Middletown City Attorney Talks Recent Changes in Delinquent Property Tax Enforcement

Middletown City Attorney Talks Recent Changes in Delinquent Property Tax Enforcement
City Hall in Middletown, N.Y., on May 16, 2023. (Cara Ding/The Epoch Times)
Cara Ding
11/7/2023
Updated:
11/8/2023
0:00

Middletown City Attorney Alex Smith told The Epoch Times that the recent amendment of delinquent property tax enforcement is significant for homeowners.

In September, the city council amended its laws governing enforcement of delinquent property taxes based on the Tyler v. Hennepin County decision by the U.S. Supreme Court, which upheld property owners’ right to the remaining home equity after payment of due taxes and fees.

“It was a big decision—very, very big,” Mr. Smith said. “In the past, when property owners did not pay their taxes, and there was a tax foreclosure, the city would hold a tax lien sale, and the purchasers would bid for it. If the property owner did not pay the taxes a year after the tax lien sale, the property would be conveyed to the tax lien purchaser or the city.”

Purchasers generally come in two kinds: bulk buyers who make money through interest on back taxes and private investors who profit by flipping the properties.

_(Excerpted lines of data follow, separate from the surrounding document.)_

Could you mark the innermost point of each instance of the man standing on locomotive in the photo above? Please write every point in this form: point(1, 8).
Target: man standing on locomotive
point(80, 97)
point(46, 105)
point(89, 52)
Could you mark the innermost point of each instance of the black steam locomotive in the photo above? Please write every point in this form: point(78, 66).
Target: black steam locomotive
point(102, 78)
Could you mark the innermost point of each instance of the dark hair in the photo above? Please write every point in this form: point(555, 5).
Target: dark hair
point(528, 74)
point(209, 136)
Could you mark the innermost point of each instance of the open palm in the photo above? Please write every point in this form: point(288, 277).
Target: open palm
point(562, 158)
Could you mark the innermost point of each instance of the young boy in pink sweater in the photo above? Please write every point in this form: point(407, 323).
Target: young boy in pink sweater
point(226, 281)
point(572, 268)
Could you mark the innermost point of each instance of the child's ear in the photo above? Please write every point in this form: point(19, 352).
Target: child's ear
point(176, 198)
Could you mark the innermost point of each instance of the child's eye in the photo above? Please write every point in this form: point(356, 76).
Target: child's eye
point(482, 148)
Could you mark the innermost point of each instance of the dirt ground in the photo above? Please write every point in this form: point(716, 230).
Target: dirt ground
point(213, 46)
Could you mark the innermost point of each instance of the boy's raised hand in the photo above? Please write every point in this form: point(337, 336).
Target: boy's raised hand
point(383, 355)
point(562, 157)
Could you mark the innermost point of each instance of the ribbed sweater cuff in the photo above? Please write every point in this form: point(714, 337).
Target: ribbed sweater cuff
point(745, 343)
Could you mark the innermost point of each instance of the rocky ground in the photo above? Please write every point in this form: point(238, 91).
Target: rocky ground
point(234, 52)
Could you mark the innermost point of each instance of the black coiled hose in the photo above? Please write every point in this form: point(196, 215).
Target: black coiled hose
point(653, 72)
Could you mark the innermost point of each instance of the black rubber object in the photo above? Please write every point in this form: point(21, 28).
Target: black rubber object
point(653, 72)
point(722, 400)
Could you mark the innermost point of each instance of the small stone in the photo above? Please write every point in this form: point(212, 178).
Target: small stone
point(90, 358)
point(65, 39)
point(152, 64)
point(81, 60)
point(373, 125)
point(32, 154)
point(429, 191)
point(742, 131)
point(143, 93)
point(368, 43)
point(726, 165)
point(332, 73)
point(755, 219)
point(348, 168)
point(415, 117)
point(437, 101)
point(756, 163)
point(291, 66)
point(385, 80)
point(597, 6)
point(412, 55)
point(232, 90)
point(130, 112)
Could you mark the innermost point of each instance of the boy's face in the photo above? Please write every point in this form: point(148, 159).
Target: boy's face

“Say a property was worth $300,000, and there was $30,000 in back taxes and $20,000 fees; the city or the tax lien purchaser would simply take over the property and retain whatever value is left after paying off all the debts, and, in my example, it would be $250,000,” he said.

“What the Supreme Court said is that you can’t just do it that way. If a property has any value left, which most properties do, the owners must be reimbursed the value.”

Middletown amended the city charter accordingly and held a public hearing on the changes in early October, according to Mr. Smith.

“Now the tax lien purchaser will not be entitled to the property until the city gets proof that the purchaser has obtained an appraisal, used the appraisal to calculate the amount the property owner must be reimbursed, and notified the property owner of the amount,” he said.

Following the Supreme Court ruling, the state Legislature in June passed a one-year moratorium on most foreclosures because of back taxes to allow for time to fix the state law accordingly.

The plaintiff in the case, 94-year-old Geraldine Tyler from Hennepin County, Minnesota, fell behind on the property tax payments of her one-bedroom condo after moving to a new apartment to avoid harassment.

When her back taxes and fees reached $15,000, the county moved to foreclose on her condo.

The government sold her condo, with an estimated market value of $93,000, for $40,000 and kept to itself all the proceeds, which prompted Ms. Tyler to sue based on the Fifth Amendment to the U.S. Constitution, which states, in part, “nor shall private property be taken for public use, without just compensation.”

Pacific Legal Foundation, a nonprofit public interest law firm, represented Ms. Tyler in the case.

The nonprofit group has long called such foreclosures “home equity theft” and produced a report last year finding that 12 states and the District of Columbia allow such acts.

In the Supreme Court’s unanimous opinion in the Tyler case, Chief Justice John Roberts wrote, “The taxpayer must render unto Caesar what is Caesar’s, but no more.”